Tonight my boss at Giant Ass Bank is having a team outing after work. The team is going out for drinks and a baseball game. I won’t be able to make it. Hollywood has her last softball game this afternoon and a team party/banquet at the swimming pool tonight. I wouldn’t miss Hollywood’s last game for anything, and getting together with the girls and their parents for some food and swimming sounds like a great time to me.
So I declined my boss’ invitation and am opting for the family thing. Like I do almost every time one of these invitations is issued. I’m always the one who declines team outings. Or, if I can make one, I only stay for one drink and then head home. (I have a long drive home from downtown! And, I’m a lightweight. More than one drink, and I should NOT be driving anywhere…)
My boss is amazing and totally cool. She responded with ‘I understand’ but also ‘you could always come late, the game doesn’t start until 7’… She won’t be upset if I don’t come. But I’ll probably get a few comments from her and my co-workers. Something along the lines of “You should’ve been there, we had a blast! So-and-so got drunk and sang You Light Up My Life on the Karaoke machine at the bar!” or “You dissed us again?! Dude! You missed out on a par-tay!!”

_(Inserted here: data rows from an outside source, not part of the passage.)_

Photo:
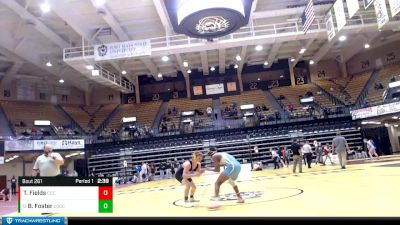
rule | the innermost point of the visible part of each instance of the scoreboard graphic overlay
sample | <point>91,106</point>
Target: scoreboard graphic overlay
<point>65,195</point>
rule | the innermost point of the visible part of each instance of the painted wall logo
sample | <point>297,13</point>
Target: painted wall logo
<point>102,49</point>
<point>212,24</point>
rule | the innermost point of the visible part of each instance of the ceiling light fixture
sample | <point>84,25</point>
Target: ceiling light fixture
<point>258,48</point>
<point>95,72</point>
<point>99,3</point>
<point>89,67</point>
<point>238,58</point>
<point>165,58</point>
<point>45,7</point>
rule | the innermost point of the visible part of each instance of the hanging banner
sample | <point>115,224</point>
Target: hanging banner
<point>29,145</point>
<point>330,26</point>
<point>339,14</point>
<point>376,111</point>
<point>367,3</point>
<point>214,89</point>
<point>352,7</point>
<point>381,12</point>
<point>119,50</point>
<point>394,7</point>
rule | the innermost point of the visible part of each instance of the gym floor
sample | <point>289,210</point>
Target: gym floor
<point>368,189</point>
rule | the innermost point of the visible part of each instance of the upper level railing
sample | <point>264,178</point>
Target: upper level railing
<point>273,30</point>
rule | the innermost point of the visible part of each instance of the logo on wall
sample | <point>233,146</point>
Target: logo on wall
<point>102,49</point>
<point>274,83</point>
<point>299,80</point>
<point>246,195</point>
<point>212,24</point>
<point>253,86</point>
<point>131,100</point>
<point>390,57</point>
<point>156,97</point>
<point>321,73</point>
<point>364,64</point>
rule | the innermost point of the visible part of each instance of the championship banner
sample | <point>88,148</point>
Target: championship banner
<point>367,3</point>
<point>376,111</point>
<point>214,89</point>
<point>1,152</point>
<point>394,7</point>
<point>231,86</point>
<point>59,144</point>
<point>330,26</point>
<point>339,14</point>
<point>119,50</point>
<point>197,90</point>
<point>30,145</point>
<point>352,7</point>
<point>381,12</point>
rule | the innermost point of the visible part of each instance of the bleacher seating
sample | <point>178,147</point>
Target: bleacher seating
<point>292,99</point>
<point>375,95</point>
<point>145,114</point>
<point>202,120</point>
<point>357,84</point>
<point>89,117</point>
<point>108,161</point>
<point>256,97</point>
<point>28,112</point>
<point>346,89</point>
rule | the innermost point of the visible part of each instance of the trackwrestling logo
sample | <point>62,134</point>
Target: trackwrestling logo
<point>33,220</point>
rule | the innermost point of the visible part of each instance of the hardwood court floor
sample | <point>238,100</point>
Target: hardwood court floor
<point>362,190</point>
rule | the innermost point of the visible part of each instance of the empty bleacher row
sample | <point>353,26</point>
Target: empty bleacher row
<point>230,105</point>
<point>289,98</point>
<point>177,106</point>
<point>23,114</point>
<point>89,117</point>
<point>376,93</point>
<point>345,89</point>
<point>109,161</point>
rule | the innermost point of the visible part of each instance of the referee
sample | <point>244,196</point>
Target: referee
<point>48,164</point>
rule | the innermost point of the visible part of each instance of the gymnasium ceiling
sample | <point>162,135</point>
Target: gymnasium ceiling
<point>30,38</point>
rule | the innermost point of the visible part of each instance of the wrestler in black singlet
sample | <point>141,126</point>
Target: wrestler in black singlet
<point>179,172</point>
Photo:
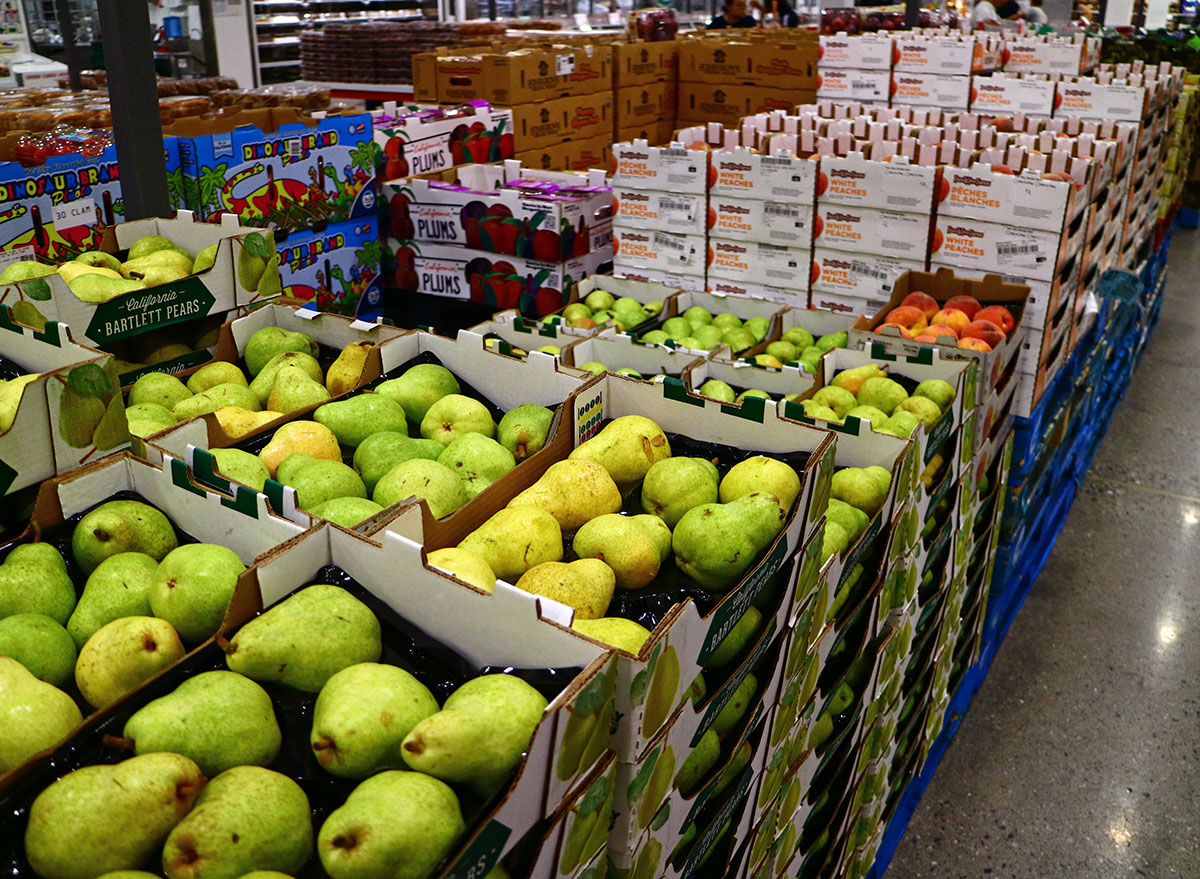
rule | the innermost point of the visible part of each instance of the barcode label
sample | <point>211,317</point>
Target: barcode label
<point>671,243</point>
<point>785,210</point>
<point>868,271</point>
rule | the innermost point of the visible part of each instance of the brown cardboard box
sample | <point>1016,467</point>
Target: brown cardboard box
<point>546,123</point>
<point>706,102</point>
<point>773,64</point>
<point>636,64</point>
<point>654,133</point>
<point>522,76</point>
<point>645,105</point>
<point>574,155</point>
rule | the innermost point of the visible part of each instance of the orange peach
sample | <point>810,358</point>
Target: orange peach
<point>904,330</point>
<point>1000,316</point>
<point>953,318</point>
<point>922,300</point>
<point>973,345</point>
<point>967,305</point>
<point>907,316</point>
<point>985,332</point>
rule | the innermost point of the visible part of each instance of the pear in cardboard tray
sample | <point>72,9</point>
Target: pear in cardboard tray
<point>121,526</point>
<point>306,639</point>
<point>118,815</point>
<point>480,735</point>
<point>35,715</point>
<point>574,491</point>
<point>217,718</point>
<point>118,587</point>
<point>627,447</point>
<point>193,586</point>
<point>361,717</point>
<point>419,388</point>
<point>586,585</point>
<point>41,645</point>
<point>515,539</point>
<point>394,824</point>
<point>358,417</point>
<point>34,580</point>
<point>246,818</point>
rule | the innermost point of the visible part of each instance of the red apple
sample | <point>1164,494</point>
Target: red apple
<point>922,300</point>
<point>1000,316</point>
<point>967,305</point>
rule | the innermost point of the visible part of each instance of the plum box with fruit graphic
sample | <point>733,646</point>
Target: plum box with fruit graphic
<point>335,269</point>
<point>279,167</point>
<point>533,286</point>
<point>423,139</point>
<point>541,215</point>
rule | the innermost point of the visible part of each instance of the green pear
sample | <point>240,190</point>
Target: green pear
<point>269,341</point>
<point>323,480</point>
<point>940,392</point>
<point>435,483</point>
<point>36,715</point>
<point>761,473</point>
<point>859,489</point>
<point>699,763</point>
<point>717,543</point>
<point>869,413</point>
<point>480,735</point>
<point>923,407</point>
<point>586,585</point>
<point>622,634</point>
<point>145,419</point>
<point>851,519</point>
<point>381,452</point>
<point>205,258</point>
<point>675,485</point>
<point>852,380</point>
<point>213,374</point>
<point>34,580</point>
<point>264,381</point>
<point>159,388</point>
<point>193,586</point>
<point>623,544</point>
<point>361,717</point>
<point>515,539</point>
<point>216,398</point>
<point>216,718</point>
<point>478,460</point>
<point>124,655</point>
<point>465,564</point>
<point>243,467</point>
<point>523,430</point>
<point>717,389</point>
<point>246,818</point>
<point>118,587</point>
<point>347,512</point>
<point>838,399</point>
<point>357,418</point>
<point>306,639</point>
<point>119,815</point>
<point>293,390</point>
<point>625,447</point>
<point>41,645</point>
<point>883,394</point>
<point>574,491</point>
<point>419,388</point>
<point>394,824</point>
<point>454,416</point>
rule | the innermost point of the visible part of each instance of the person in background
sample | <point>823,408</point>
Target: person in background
<point>733,16</point>
<point>1035,15</point>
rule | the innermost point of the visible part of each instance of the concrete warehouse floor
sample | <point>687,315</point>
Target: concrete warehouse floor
<point>1080,753</point>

Sometimes that bothers me, makes me feel left out and worried that I might seem standoffish. I try to rationalize that it’s not hurting me… I'm friendly with the team - I joke and feel part of the group during work. I do my job well. I get excellent performance reviews. I’m an asset to Giant Ass Bank. Quite frankly, it surprises me that I’m the only one who seems to be more focused on family than after work get togethers. I'm surprised that I'm often the only one who can't make these after work socials.
But I do wonder if it is hurting my career chances. Have I not been promoted in four years because I’m not joining the group for drinks and laughs after work? There’s a special camaraderie that occurs during these outings, inside jokes are born, stories are shared, and talk about everything under the sun happens with the restraint of sobriety thrown by the wayside. I often feel like an outsider when the team talks about these gatherings. I don’t feel like I’m as buddy-buddy with our boss as the rest of them. Could that be hurting my chances at moving up the corporate ladder?
I guess for the moment, I don’t care if it is. I am very comfortable with my job and am not sure I'd want a promotion if it were offered to me. I know my stuff, have great flexibility and a good team to work with, and am happy. I might not be as challenged as I could be, but there’ll be time for that later. My kids are growing up and will be gone before I know it, but work will be around for a long, long time. Hollywood will move out of our home in four years. I’m not choosing co-workers over time spent with her, The Boy, and Bumblebee.
Tomorrow, I’ll hear this: “Monnik – you missed it! Toronto Co-Worker ate seventeen hot dogs at the game and didn’t even puke until the fifth inning!”
I’ll smile and say “Wow – sorry I missed it! Sounds like fun.”
But I won’t really be sorry. Because I will have spent the evening with my family and neighbors celebrating the end of a very successful (if not chaotic) softball season. And besides... look at these kids. How could I choose co-workers over them?